It's a classic Catch-22: medical researchers need to figure out if a promising new treatment is truly better than a current one, by randomly assigning half of a group of patients to get each treatment.
But when they approach patients about taking part in the study, those 50-50 random odds don't sound good enough - and the study struggles to get enough volunteers. That slows down the effort to improve treatment for that condition.
Now, new research shows the promise of an approach that takes some of the "random" out of the process, while preserving the ability to compare treatments.
Instead of every patient getting a randomly chosen treatment, the approach adjusts the odds as the study goes along. So if early results show that one of the two treatments appears to work better, each new patient's odds of getting that treatment increase. It's called response-adaptive randomization, or RAR.
In a new brief report in the journal Stroke, University of Michigan Medical School researchers report the results of how 418 emergency department patients responded to the two approaches to medical studies.
The researchers asked the patients to imagine they had just suffered a stroke, showed them a video describing a study that needed stroke patients, and asked them whether they would volunteer for that study if they had really just had a stroke.
What the patients didn't know is that half of them had randomly been shown a video that described a classic randomized study, and half had seen the same video but with an added section explaining that if one treatment appeared to be working better in earlier patients, their odds of getting it would improve.
Only 54 percent of the people shown the first video said they would volunteer for the study. But 67 percent of those shown the RAR video said they'd enroll.
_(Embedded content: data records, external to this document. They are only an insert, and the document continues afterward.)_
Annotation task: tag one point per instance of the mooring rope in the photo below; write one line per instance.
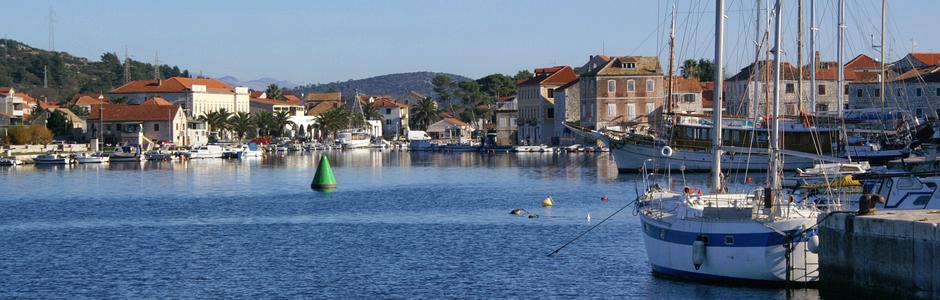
(592, 227)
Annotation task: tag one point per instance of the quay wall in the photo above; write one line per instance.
(890, 254)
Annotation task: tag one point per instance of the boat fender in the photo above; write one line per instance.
(666, 151)
(813, 244)
(698, 251)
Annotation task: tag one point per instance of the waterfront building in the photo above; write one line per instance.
(505, 113)
(536, 104)
(567, 109)
(153, 122)
(196, 96)
(620, 90)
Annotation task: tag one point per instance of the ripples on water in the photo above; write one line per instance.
(401, 225)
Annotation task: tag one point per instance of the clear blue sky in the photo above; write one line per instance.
(324, 41)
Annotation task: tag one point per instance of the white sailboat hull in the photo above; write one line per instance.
(755, 255)
(630, 158)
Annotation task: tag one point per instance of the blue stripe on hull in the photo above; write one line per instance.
(673, 273)
(764, 239)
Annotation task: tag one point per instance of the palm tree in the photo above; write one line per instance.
(263, 121)
(281, 120)
(274, 92)
(425, 113)
(241, 122)
(332, 121)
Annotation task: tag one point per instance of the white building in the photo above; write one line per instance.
(196, 96)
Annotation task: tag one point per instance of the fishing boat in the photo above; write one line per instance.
(85, 158)
(52, 159)
(353, 138)
(748, 237)
(207, 151)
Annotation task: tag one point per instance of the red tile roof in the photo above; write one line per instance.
(156, 101)
(132, 113)
(558, 75)
(172, 85)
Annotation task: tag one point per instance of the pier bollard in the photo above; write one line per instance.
(324, 181)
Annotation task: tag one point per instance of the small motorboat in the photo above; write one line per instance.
(85, 158)
(52, 159)
(9, 162)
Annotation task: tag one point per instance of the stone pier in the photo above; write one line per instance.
(890, 254)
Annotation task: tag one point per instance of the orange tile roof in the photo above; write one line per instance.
(172, 85)
(132, 113)
(156, 101)
(557, 75)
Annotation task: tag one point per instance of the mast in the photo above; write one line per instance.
(840, 94)
(884, 4)
(799, 57)
(672, 51)
(758, 41)
(719, 83)
(775, 121)
(812, 57)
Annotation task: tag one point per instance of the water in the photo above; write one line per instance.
(401, 225)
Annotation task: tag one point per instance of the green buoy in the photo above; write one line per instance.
(324, 181)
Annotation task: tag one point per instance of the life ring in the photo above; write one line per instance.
(666, 151)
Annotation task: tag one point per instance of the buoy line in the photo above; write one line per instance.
(595, 226)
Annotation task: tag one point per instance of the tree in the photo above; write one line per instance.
(241, 122)
(701, 69)
(281, 120)
(332, 121)
(274, 92)
(522, 75)
(425, 113)
(264, 122)
(59, 123)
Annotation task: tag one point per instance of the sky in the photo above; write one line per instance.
(326, 41)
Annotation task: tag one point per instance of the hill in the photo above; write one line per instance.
(398, 84)
(259, 84)
(23, 68)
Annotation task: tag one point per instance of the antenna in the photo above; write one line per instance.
(127, 66)
(51, 29)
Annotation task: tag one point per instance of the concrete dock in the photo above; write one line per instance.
(891, 253)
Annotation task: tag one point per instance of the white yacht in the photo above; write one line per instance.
(207, 151)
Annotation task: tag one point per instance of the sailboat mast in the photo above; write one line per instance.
(719, 83)
(884, 48)
(812, 57)
(672, 58)
(775, 121)
(840, 94)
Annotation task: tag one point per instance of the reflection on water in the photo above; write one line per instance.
(400, 225)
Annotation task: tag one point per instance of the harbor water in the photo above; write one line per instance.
(400, 225)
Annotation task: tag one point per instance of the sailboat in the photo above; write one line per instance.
(757, 237)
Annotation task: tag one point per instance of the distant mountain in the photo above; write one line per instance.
(259, 84)
(395, 85)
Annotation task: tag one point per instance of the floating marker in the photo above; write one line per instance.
(548, 202)
(324, 181)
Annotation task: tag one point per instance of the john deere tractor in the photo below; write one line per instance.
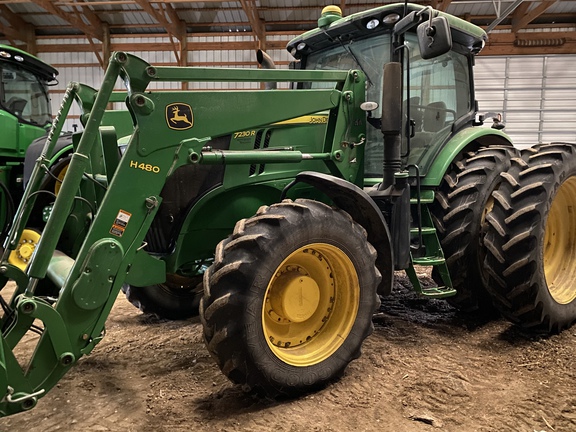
(291, 209)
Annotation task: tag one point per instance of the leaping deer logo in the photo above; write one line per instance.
(179, 116)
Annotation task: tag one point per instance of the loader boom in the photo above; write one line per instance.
(163, 139)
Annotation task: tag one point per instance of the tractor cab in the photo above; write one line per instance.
(25, 111)
(437, 90)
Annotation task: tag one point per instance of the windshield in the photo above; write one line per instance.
(438, 94)
(24, 95)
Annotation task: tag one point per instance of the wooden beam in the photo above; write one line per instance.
(72, 18)
(441, 5)
(256, 23)
(171, 26)
(532, 15)
(18, 27)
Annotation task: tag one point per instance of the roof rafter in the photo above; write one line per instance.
(168, 18)
(75, 19)
(441, 5)
(527, 18)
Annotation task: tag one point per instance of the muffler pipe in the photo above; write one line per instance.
(266, 62)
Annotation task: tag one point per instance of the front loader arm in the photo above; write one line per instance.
(171, 129)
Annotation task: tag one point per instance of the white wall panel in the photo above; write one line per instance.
(535, 94)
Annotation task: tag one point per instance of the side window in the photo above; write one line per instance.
(24, 96)
(439, 91)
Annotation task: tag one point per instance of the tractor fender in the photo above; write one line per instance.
(478, 135)
(364, 211)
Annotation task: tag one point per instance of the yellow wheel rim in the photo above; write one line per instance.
(310, 304)
(21, 256)
(61, 175)
(560, 244)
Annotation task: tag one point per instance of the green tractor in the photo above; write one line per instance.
(291, 209)
(25, 114)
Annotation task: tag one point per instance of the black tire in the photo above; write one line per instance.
(177, 299)
(459, 211)
(531, 240)
(260, 339)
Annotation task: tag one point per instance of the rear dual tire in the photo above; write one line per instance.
(531, 240)
(459, 211)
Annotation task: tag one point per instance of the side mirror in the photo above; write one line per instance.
(434, 37)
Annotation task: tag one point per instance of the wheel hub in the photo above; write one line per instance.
(25, 251)
(296, 297)
(310, 304)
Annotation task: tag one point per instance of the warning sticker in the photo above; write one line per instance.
(120, 223)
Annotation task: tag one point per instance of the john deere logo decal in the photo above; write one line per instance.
(179, 116)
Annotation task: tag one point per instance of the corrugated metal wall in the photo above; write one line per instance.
(535, 94)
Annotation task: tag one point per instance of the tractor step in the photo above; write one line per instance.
(429, 261)
(438, 292)
(425, 230)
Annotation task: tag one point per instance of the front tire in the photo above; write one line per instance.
(290, 297)
(531, 240)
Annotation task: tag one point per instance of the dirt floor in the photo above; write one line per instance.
(424, 369)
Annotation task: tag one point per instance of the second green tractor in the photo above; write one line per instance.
(280, 216)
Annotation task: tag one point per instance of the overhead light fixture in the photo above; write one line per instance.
(372, 24)
(391, 19)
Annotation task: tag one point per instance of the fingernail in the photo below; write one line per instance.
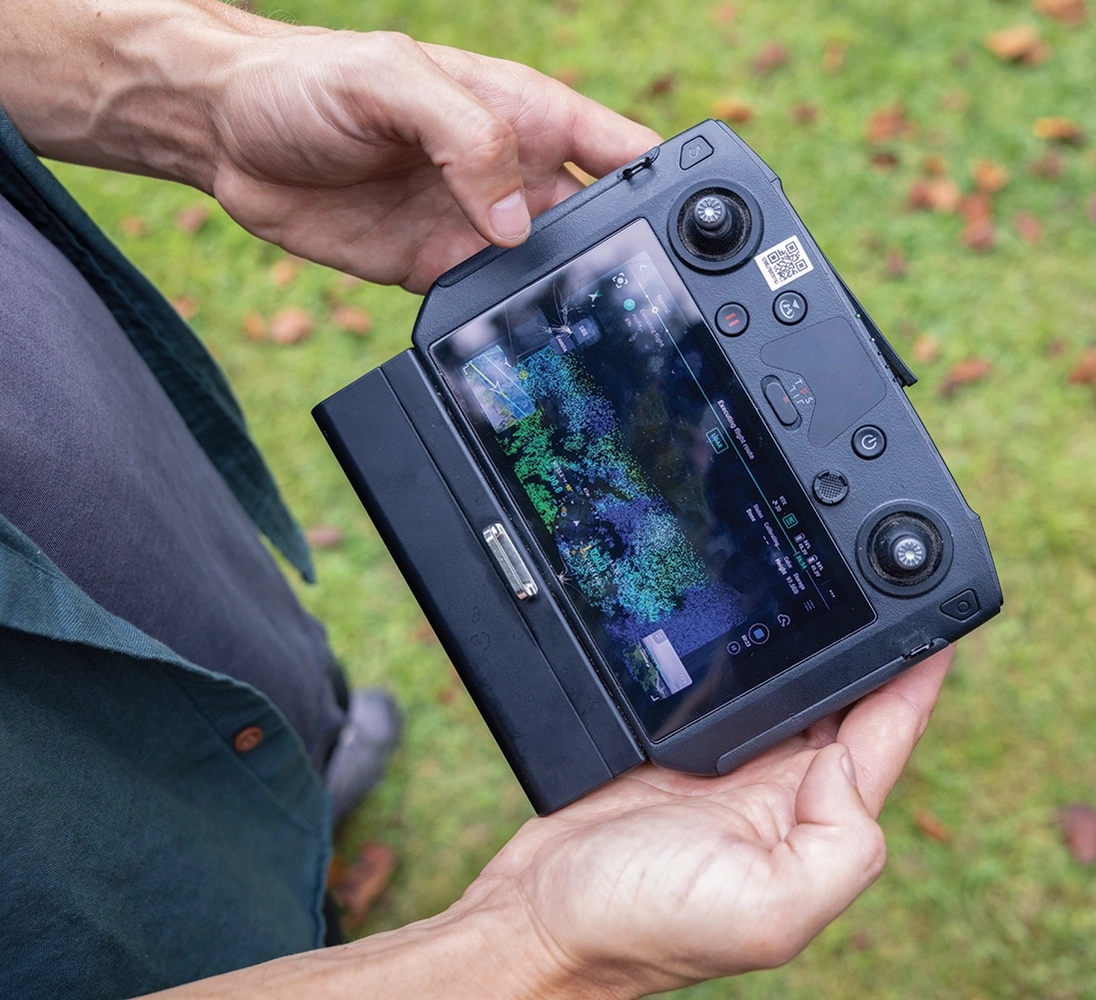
(510, 218)
(846, 762)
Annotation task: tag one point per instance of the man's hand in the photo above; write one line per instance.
(366, 151)
(661, 879)
(395, 160)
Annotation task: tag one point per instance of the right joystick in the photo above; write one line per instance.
(905, 548)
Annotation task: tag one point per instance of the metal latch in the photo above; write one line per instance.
(512, 565)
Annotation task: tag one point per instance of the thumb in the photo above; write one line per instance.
(838, 845)
(475, 148)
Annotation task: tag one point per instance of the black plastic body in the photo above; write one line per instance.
(414, 462)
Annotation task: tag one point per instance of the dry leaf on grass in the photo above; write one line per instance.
(773, 56)
(1066, 11)
(1028, 227)
(323, 536)
(356, 886)
(1058, 129)
(1020, 44)
(290, 325)
(193, 217)
(932, 827)
(732, 110)
(352, 320)
(965, 373)
(1079, 827)
(1084, 371)
(254, 326)
(185, 306)
(889, 123)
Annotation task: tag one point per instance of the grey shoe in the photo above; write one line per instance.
(366, 741)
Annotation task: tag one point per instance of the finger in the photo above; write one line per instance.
(883, 727)
(836, 849)
(475, 148)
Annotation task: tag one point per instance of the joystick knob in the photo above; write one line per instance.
(905, 548)
(709, 213)
(715, 225)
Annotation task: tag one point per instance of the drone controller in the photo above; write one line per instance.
(654, 480)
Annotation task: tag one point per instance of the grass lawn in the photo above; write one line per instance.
(852, 103)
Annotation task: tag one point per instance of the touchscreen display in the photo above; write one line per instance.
(675, 526)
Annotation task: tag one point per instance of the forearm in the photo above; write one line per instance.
(470, 952)
(128, 84)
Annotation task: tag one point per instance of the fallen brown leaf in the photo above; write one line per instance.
(133, 225)
(284, 271)
(323, 536)
(290, 325)
(352, 320)
(935, 166)
(732, 110)
(979, 235)
(925, 349)
(1028, 227)
(1048, 167)
(773, 56)
(833, 56)
(805, 114)
(963, 373)
(889, 123)
(185, 306)
(932, 827)
(254, 326)
(1084, 371)
(1020, 44)
(193, 217)
(356, 886)
(1068, 11)
(989, 177)
(1079, 826)
(1058, 129)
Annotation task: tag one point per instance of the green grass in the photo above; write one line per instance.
(1001, 910)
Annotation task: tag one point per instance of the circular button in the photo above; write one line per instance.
(248, 738)
(789, 307)
(831, 487)
(758, 633)
(732, 319)
(869, 442)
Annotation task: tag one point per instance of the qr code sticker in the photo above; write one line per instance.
(784, 263)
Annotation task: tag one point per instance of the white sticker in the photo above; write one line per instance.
(784, 263)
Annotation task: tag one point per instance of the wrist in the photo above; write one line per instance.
(126, 84)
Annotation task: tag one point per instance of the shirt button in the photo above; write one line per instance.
(248, 738)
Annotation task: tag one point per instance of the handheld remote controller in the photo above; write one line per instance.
(653, 479)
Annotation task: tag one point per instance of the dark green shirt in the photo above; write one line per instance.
(138, 847)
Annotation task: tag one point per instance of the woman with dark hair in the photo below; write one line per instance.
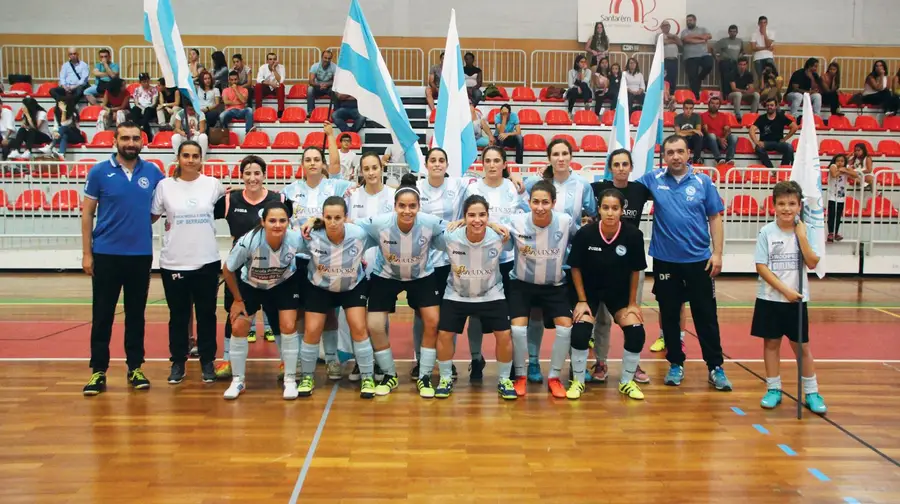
(189, 261)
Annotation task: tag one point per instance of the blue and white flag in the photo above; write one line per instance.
(362, 74)
(650, 129)
(453, 129)
(161, 31)
(620, 135)
(807, 172)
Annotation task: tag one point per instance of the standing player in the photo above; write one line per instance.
(607, 261)
(779, 249)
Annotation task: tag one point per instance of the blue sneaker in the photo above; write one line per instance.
(815, 403)
(771, 399)
(534, 372)
(675, 375)
(718, 379)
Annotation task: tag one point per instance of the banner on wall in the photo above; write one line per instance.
(630, 21)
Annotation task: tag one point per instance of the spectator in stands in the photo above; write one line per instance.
(73, 77)
(762, 42)
(578, 82)
(805, 80)
(473, 78)
(104, 71)
(634, 81)
(698, 63)
(598, 45)
(35, 129)
(767, 134)
(689, 125)
(235, 98)
(831, 88)
(717, 135)
(728, 52)
(194, 65)
(434, 83)
(145, 98)
(210, 98)
(671, 44)
(190, 125)
(347, 109)
(270, 81)
(321, 78)
(509, 131)
(741, 89)
(220, 71)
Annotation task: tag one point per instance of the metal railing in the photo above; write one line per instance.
(43, 63)
(133, 60)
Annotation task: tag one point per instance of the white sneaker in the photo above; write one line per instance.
(290, 390)
(234, 390)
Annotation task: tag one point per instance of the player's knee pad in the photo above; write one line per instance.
(634, 338)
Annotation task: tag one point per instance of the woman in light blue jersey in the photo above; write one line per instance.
(575, 198)
(538, 280)
(336, 279)
(475, 291)
(265, 258)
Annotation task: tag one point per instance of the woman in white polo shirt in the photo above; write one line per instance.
(189, 261)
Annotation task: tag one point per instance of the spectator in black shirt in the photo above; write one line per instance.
(767, 134)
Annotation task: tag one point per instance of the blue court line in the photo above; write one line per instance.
(787, 449)
(819, 474)
(312, 447)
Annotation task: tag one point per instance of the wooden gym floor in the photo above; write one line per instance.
(185, 444)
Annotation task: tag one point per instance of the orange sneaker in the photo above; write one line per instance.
(556, 388)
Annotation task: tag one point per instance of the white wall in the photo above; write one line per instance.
(864, 22)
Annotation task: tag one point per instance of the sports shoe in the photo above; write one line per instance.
(137, 379)
(387, 384)
(426, 390)
(576, 388)
(675, 375)
(771, 399)
(208, 372)
(507, 390)
(718, 379)
(223, 370)
(631, 390)
(476, 370)
(815, 403)
(333, 369)
(307, 384)
(96, 385)
(176, 375)
(556, 388)
(290, 390)
(367, 388)
(235, 389)
(444, 388)
(534, 372)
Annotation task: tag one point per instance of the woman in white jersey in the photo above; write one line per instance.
(189, 260)
(475, 291)
(574, 198)
(265, 258)
(505, 201)
(538, 280)
(336, 279)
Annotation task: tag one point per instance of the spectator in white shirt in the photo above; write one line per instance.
(270, 81)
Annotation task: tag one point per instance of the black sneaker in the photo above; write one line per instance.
(176, 375)
(208, 372)
(137, 379)
(476, 370)
(96, 385)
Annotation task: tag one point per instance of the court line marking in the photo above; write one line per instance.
(312, 447)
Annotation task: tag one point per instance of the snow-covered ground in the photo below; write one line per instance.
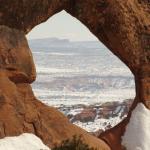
(80, 73)
(137, 135)
(25, 141)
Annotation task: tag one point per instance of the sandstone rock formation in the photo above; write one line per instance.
(123, 26)
(20, 111)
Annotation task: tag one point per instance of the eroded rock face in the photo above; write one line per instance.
(123, 26)
(20, 111)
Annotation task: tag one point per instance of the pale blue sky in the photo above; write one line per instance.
(62, 25)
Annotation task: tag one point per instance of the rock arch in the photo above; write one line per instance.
(123, 26)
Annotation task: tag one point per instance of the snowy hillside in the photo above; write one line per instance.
(75, 74)
(25, 141)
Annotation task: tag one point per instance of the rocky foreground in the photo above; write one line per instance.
(123, 26)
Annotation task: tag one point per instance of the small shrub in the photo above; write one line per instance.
(76, 143)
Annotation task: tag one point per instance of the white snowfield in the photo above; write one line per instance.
(25, 141)
(137, 135)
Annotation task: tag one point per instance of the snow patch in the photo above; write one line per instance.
(137, 135)
(25, 141)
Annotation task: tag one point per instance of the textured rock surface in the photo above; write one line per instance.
(20, 111)
(123, 26)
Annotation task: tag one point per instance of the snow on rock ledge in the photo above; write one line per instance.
(25, 141)
(137, 135)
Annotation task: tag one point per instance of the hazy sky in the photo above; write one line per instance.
(62, 25)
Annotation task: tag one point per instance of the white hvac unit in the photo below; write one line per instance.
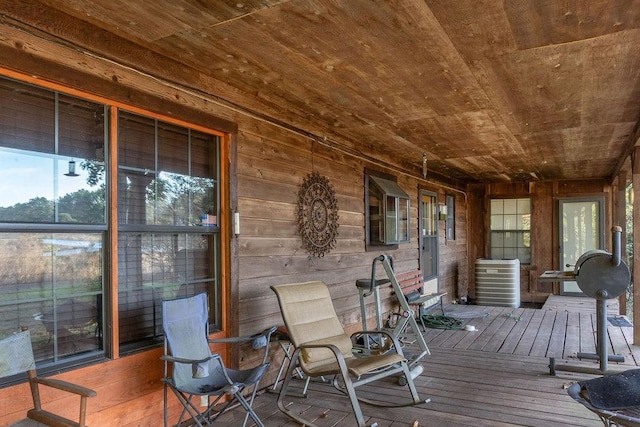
(498, 282)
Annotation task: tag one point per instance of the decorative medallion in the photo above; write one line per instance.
(317, 214)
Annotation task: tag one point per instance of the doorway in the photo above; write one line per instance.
(428, 210)
(581, 230)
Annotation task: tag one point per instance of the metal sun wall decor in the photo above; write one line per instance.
(317, 214)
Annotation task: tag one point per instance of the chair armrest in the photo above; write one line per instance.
(174, 359)
(266, 333)
(66, 386)
(394, 340)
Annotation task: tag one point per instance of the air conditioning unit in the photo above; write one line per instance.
(498, 282)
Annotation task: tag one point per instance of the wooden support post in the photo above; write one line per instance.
(635, 157)
(619, 219)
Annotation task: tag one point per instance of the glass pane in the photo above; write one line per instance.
(203, 166)
(376, 223)
(23, 198)
(523, 206)
(136, 141)
(510, 239)
(497, 222)
(53, 285)
(49, 183)
(391, 220)
(497, 239)
(430, 257)
(27, 118)
(403, 227)
(510, 206)
(510, 222)
(153, 267)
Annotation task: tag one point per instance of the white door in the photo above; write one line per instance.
(581, 230)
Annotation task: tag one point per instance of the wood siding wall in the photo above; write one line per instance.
(545, 198)
(267, 163)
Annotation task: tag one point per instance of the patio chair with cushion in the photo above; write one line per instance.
(197, 372)
(323, 349)
(16, 357)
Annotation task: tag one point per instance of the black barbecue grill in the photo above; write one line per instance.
(600, 275)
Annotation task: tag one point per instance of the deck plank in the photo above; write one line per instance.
(495, 376)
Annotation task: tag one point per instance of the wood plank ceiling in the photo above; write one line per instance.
(491, 91)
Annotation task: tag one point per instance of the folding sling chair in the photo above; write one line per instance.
(323, 349)
(197, 372)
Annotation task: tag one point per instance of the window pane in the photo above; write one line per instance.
(153, 267)
(524, 206)
(27, 117)
(497, 239)
(376, 223)
(510, 222)
(60, 181)
(497, 206)
(510, 239)
(497, 253)
(497, 222)
(392, 219)
(510, 206)
(52, 283)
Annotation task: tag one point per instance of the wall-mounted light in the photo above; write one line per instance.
(72, 169)
(443, 212)
(424, 165)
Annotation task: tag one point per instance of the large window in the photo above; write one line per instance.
(52, 220)
(167, 181)
(387, 212)
(511, 229)
(54, 216)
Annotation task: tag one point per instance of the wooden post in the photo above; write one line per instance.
(635, 168)
(619, 216)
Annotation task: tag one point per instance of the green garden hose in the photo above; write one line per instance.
(438, 321)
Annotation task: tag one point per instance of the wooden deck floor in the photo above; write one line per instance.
(495, 376)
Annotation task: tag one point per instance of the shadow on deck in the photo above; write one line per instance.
(495, 376)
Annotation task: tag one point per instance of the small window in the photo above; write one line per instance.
(511, 229)
(388, 212)
(450, 217)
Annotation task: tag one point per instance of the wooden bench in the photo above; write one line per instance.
(412, 286)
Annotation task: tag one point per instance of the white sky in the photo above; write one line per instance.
(24, 177)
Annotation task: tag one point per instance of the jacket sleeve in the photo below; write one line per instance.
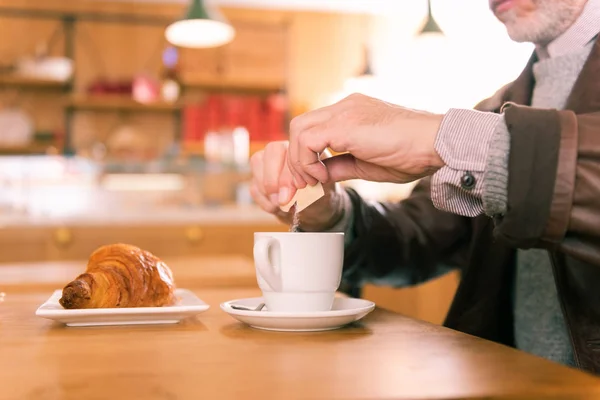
(554, 181)
(403, 243)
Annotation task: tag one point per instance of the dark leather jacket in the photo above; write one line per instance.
(553, 203)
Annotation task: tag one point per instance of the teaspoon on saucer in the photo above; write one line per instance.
(258, 308)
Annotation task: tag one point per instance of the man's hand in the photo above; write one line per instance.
(382, 142)
(273, 186)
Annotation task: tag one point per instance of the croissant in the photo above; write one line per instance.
(121, 275)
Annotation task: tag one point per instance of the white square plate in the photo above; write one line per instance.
(189, 305)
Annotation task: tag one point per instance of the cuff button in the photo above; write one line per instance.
(467, 181)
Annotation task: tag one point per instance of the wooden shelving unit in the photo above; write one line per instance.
(208, 71)
(11, 80)
(233, 86)
(118, 103)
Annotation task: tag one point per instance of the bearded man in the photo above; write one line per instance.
(510, 195)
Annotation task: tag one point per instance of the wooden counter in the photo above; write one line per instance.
(214, 357)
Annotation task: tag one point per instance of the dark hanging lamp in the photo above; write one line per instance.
(201, 26)
(430, 25)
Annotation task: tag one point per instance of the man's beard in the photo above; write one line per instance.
(551, 19)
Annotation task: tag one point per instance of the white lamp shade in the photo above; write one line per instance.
(199, 33)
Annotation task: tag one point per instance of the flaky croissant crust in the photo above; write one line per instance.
(121, 275)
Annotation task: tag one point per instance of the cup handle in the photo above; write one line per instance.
(269, 272)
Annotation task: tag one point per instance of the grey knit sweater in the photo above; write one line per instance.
(539, 323)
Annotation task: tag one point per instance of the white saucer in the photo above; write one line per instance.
(344, 311)
(189, 304)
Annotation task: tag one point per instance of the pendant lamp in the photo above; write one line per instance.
(430, 27)
(202, 26)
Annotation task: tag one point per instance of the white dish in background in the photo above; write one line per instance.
(345, 311)
(189, 305)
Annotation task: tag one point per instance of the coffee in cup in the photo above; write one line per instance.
(299, 271)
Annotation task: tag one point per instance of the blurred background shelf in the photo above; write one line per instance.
(118, 103)
(234, 86)
(17, 81)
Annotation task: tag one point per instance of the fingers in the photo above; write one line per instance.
(272, 182)
(304, 164)
(342, 168)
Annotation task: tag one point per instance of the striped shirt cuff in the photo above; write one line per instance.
(463, 143)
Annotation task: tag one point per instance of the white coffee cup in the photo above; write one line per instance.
(299, 271)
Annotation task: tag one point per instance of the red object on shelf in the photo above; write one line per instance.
(275, 118)
(253, 118)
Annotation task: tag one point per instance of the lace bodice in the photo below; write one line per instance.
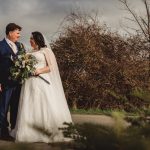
(40, 58)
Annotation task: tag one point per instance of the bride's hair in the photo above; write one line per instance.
(39, 39)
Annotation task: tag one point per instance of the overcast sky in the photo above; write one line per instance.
(46, 15)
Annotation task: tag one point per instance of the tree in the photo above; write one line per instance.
(143, 22)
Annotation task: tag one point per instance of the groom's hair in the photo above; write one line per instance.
(11, 27)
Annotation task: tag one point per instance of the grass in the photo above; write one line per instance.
(107, 112)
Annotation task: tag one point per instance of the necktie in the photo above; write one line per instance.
(13, 48)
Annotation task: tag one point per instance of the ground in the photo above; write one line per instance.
(77, 118)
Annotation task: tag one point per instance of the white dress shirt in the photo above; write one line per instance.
(12, 45)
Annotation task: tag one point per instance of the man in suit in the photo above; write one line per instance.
(9, 89)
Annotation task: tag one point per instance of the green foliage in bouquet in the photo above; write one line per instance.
(23, 67)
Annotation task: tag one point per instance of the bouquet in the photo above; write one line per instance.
(23, 67)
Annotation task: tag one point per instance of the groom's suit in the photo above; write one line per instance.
(10, 89)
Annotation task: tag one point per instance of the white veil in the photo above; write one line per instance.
(60, 103)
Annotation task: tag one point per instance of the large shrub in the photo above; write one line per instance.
(100, 68)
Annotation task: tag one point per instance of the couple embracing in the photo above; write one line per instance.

If the results play out in real emergency stroke studies, this 13-point difference could make a big difference in the pace of medical research, says William Meurer, M.D., M.S., the U-M emergency physician who led the study.
"Although this is a hypothetical scenario, it shows we might increase recruitment for acute stroke studies using a response-adaptive randomization design," he says. "This could be especially important in emergency situations, when patients or their loved ones have just minutes to consider options."
The new study has already led to further research that will look at patients' comprehension of the explanation of their odds of getting one treatment versus another.
At the same time, a U-M-based clinical trial network for brain emergencies has already begun to use the RAR approach in some studies. The network, called NETT for Neurological Emergencies Treatment Trials, is a laboratory for adaptive designs (many using RAR) through a project called Adaptive Designs Accelerating Promising Trials Into Treatments (ADAPT-IT).
The main challenge in doing RAR studies comes in making sure that the researchers gather enough data about each treatment to make their findings statistically sound - that is, to be able to tell for sure that the differences between treatments are real and not due to chance.
Meurer notes that an RAR approach in a study comparing two treatments can benefit patients the most, but poses a greater challenge for researchers. Using an RAR approach in a study comparing three (or more) options, so that the least effective of the three gets used less as the study goes on, presents an opportunity to improve the outcomes of the patients in the trial and learn more efficiently.
Meurer and U-M emergency physician and NETT chair William Barsan, M.D., have helped colleagues at U-M design clinical studies where randomization adapts based on different criteria, including severity of a patient's disease. They're also surveying clinical trial researchers about what they think of the RAR approach.
Barsan says, "We think that using the RAR approach is very appealing in our network, where we are treating patients with life-threatening neurologic emergencies such as stroke and head trauma. Knowing that more patients will receive the more effective therapy just seems like the right thing to do."
Performing an RAR study does require more infrastructure and preparation for researchers, Meurer says - for example, instead of just making up equal numbers of treatment packs when the study begins, the research team must prepare increasing numbers of packs containing the option that's working better.
It's also important to keep the treating physician "blinded" to which option they're giving each patient, so they don't bias the study.